Policy rate held at 2.25 percent; global risks weigh
The Bank of Canada's Governing Council maintained the policy interest rate at 2.25 percent. The decision reflects increased global economic uncertainty from the Middle East conflict and trade policy, alongside a soft Canadian economy and rising inflation.
Global headwinds, soft domestic economy
The Governing Council's decision to hold the policy rate at 2.25 percent comes amidst a complex global backdrop.
The ongoing conflict in the Middle East has intensified, leading to higher energy prices and disruptions in global supply chains, which are weighing on growth and pushing up inflation worldwide.
Concurrently, elevated trade policy uncertainty persists due to new US tariffs.
Domestically, the Canadian economy experienced a weaker-than-expected first quarter, with GDP edging down 0.1 percent.
While consumer spending saw a 1.4 percent increase, housing activity and business investment remained weak, and government spending unexpectedly pulled back.
The labour market showed volatility, with employment little changed since the start of the year, despite the unemployment rate falling to 6.6 percent in May.
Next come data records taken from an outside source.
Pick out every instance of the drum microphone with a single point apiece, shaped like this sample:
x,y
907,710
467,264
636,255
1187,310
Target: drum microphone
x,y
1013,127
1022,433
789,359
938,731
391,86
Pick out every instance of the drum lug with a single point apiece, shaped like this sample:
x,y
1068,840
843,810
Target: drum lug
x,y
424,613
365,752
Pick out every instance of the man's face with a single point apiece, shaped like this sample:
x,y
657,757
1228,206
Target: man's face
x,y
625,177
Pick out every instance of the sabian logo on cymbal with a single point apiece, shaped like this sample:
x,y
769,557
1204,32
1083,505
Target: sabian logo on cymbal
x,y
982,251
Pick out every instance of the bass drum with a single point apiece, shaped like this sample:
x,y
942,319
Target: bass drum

The Bank expects GDP growth to resume in the second quarter, driven by consumer spending and stable housing, but anticipates the economy will remain in excess supply.
Inflationary pressures, policy dilemma
CPI inflation rose to 2.8 percent in April, driven by higher energy prices and the statistical impact of the Canadian consumer carbon tax removal.
The Bank of Canada notes limited evidence of broad-based pass-through to other consumer prices, with core inflation measures around 2 percent.
Elevated oil prices, now roughly $10 a barrel higher than assumed in the April Monetary Policy Report, mean CPI inflation is expected to hover near 3 percent in coming months before gradually easing toward 2 percent.
The Bank's Governing Council agreed to "look through" the war's near-term impact on inflation, but remains vigilant against broad-based persistence.
The combination of economic weakness and rising inflation presents a policy dilemma, which the current unchanged rate balances.
Nimble policy in uncertain times
The Bank of Canada's decision reflects a delicate balancing act in an environment of unusually elevated uncertainty.
While the current hold aims to navigate immediate risks, the explicit mention of potential rate cuts due to trade restrictions or increases from persistent energy inflation highlights a highly conditional forward path.
This signals a central bank prepared for rapid adjustments, prioritizing flexibility over firm guidance amidst complex structural changes in the economy.